1.45-2.15pm: Short Video and discussion

2.15 – 3.45pm: Concurrent Workshops

Workshop 1


Workshop 2

Building Capacity to Choose – Capacity, Consent and Sexual Relationships 

Facilitator: Josephine Mcloughlin
This 90 minute workshop will focus on building decision making capacity with regard to sexuality and intimate relationships. Participants will examine a proposed method called the E.N.A.B.L.E. Model. This is a tool that is used to support an individual as they make choices and decisions about their sexuality and intimate relationships. The model ensures that the information and support provided is governed not by the beliefs and values of any one individual or organization but by a set of parameters that objectively covers every aspect of the decision making progress. The model incorporates the principles and values of the UN Convention on the Rights of Persons with Disabilities, the proposed Irish legal context and information and strategies to use when building decision making capacity.
Josephine is the founder of and is a qualified Social Care Leader with over 20 years’ experience in the childcare and disability sector. In 2015 Josephine completed an LL.M (Master of Law) in International and Comparative Disability Law and Policy achieving first class honours and in addition was awarded the Centre of Disability Law and Policy gold medal for excellence.

Workshop 3

Sexuality and Intellectual Disability 

Facilitator: John Ryan

This workshop will explore service provider’s role in supporting education programmes and provision of information regarding relationships and sexuality for service users. The workshop will allow discussion of potential conflicts which may arise between achieving a balance for expression of needs and responsibility with regard to protection of vulnerable adults.
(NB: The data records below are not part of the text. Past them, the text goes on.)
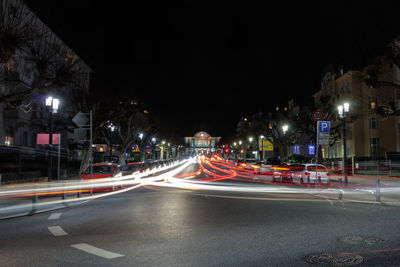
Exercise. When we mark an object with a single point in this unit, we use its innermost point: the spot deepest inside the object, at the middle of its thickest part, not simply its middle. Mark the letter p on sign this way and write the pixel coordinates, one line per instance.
(324, 126)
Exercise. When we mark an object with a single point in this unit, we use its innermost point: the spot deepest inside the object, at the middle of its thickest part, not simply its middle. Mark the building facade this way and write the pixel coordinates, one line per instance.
(369, 133)
(201, 143)
(41, 66)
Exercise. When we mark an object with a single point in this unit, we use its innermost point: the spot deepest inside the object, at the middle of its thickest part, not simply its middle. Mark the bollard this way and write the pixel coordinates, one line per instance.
(34, 201)
(378, 191)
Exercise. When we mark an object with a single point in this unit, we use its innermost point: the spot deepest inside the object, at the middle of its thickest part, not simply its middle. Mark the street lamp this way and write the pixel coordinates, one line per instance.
(111, 127)
(285, 128)
(343, 111)
(261, 146)
(154, 147)
(52, 103)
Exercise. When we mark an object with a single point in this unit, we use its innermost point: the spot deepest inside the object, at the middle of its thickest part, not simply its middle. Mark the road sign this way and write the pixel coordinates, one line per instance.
(323, 132)
(318, 115)
(324, 126)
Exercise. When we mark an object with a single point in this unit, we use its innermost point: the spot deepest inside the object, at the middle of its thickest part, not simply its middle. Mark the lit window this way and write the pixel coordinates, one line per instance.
(373, 123)
(374, 143)
(372, 103)
(9, 141)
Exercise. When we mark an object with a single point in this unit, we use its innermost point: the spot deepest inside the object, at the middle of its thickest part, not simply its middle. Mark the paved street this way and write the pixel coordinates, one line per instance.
(161, 226)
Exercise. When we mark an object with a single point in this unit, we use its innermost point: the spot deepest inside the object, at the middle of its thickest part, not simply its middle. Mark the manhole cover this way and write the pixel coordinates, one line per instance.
(354, 239)
(338, 259)
(357, 239)
(373, 240)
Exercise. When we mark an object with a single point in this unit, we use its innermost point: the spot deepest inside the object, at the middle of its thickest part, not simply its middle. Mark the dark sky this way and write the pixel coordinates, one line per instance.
(202, 66)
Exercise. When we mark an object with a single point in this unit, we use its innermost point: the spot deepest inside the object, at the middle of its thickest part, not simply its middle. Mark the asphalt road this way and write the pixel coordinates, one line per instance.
(157, 226)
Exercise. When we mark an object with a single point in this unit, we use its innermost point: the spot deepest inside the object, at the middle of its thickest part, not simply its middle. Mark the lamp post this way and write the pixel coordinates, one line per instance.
(343, 111)
(262, 147)
(250, 145)
(285, 128)
(52, 104)
(111, 128)
(154, 147)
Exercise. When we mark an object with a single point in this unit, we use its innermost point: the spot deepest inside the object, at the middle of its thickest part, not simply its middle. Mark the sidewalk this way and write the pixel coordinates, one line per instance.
(363, 189)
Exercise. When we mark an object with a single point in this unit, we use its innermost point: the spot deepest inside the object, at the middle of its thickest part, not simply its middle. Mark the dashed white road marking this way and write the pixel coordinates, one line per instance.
(96, 251)
(57, 231)
(54, 216)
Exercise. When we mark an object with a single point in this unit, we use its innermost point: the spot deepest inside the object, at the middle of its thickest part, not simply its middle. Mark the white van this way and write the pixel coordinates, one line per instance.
(315, 173)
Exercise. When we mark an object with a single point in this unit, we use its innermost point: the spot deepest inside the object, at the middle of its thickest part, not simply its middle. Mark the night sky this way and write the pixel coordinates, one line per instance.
(203, 65)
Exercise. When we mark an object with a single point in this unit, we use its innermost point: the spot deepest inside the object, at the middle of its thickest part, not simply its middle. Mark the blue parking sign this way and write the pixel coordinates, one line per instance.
(324, 126)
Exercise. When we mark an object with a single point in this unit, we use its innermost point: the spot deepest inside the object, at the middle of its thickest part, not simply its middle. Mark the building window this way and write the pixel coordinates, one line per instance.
(296, 149)
(372, 103)
(373, 123)
(374, 143)
(9, 141)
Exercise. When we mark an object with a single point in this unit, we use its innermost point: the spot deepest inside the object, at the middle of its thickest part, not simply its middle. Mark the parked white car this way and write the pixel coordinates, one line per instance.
(315, 173)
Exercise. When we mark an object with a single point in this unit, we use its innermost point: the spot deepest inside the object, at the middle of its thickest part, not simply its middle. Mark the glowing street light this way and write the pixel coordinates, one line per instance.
(343, 111)
(285, 128)
(53, 104)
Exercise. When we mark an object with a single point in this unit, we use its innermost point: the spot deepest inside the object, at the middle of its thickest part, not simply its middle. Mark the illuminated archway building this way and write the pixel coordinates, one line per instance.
(202, 143)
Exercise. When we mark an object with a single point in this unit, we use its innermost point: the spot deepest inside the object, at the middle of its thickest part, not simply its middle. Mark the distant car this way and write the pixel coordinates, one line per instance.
(101, 170)
(315, 173)
(282, 173)
(249, 164)
(132, 167)
(263, 167)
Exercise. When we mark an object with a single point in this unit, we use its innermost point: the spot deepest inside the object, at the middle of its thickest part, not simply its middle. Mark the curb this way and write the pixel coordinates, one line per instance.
(30, 213)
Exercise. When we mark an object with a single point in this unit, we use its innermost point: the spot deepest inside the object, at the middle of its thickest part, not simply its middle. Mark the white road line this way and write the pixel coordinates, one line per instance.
(96, 251)
(57, 230)
(54, 216)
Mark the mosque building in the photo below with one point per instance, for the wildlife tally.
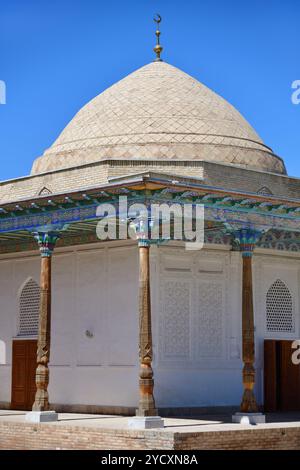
(119, 325)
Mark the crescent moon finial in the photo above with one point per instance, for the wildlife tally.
(157, 18)
(158, 48)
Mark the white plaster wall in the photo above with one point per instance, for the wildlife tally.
(93, 289)
(196, 308)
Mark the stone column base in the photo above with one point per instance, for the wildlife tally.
(249, 418)
(41, 416)
(145, 422)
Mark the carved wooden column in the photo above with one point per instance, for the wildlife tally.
(247, 239)
(46, 241)
(146, 382)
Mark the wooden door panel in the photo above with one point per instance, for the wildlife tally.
(31, 370)
(290, 379)
(23, 374)
(281, 377)
(270, 376)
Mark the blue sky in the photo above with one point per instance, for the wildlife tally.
(55, 55)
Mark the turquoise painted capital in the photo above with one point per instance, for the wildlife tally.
(247, 238)
(46, 242)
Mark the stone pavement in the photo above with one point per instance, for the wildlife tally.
(84, 431)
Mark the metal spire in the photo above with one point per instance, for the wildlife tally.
(158, 48)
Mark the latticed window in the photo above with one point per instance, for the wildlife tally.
(279, 306)
(29, 309)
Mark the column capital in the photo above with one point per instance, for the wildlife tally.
(46, 241)
(246, 238)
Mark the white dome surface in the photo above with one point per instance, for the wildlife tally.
(159, 112)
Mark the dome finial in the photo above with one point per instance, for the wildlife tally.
(158, 48)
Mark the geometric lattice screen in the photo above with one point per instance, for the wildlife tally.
(29, 309)
(279, 307)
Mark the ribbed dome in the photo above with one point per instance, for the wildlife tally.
(158, 112)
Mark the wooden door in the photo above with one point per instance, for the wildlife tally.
(281, 377)
(290, 379)
(23, 374)
(270, 376)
John studied at the University of Greenwich and completed his professional training in Social Work Dip SW (CQSW) along with a Dip in Higher Education. He specialised in the area of Mental Health, Disability and Child Protection, and worked in London for 6 years. He has also completed a post graduate course in Child Protection and Welfare in Trinity College. He has continued his education through his involvement in a special interest group Social Worker in Disability (SWID) in the Irish Association of Social Work and is part of a group that is looking at Continuous Professional Development for Social Work. He also has guest lecturered for the Open Training College, Trinity College and UCD and is a practice Tutor for UCD for Social Work training. Further to this John is also a tutor for the Irish Sports Council in Child Protection and Welfare. He has also developed best practice policies on Protection of Vulnerable Adults and been part of the Special Olympics Code of Ethics policy development committee and had published articles on Emigration as a contributory factor to Mental Health, and on Protection of Vulnerable Adults.

3.45pm-4pm: Final Q&A and Close.


Conference Aims

A key aim of the conference is to provide HSCPs with the opportunity to consider how organisations can balance the rights and needs of service users with regard to relationships and sexuality and to clarify the policy and legislative contexts for HSCPs and service users with disabilities.

The conference aims to provide participants with

  • An increased understanding of needs of the service user group, the needs of their families, and how best to respond to same; increased awareness of the supports available to professions and services to do this work;increased knowledge of how organisational policies and procedures can support the provision of safe and effective services;
  • Information as to how HSCPs can work to reduce the risk of people with disabilities, particularly those with intellectual disabilities, experiencing sexual abuse and/or exploitation;
  • An understanding of how organisational policies and staff training support consistency of approach among HSCPs in residential, community and other service settings.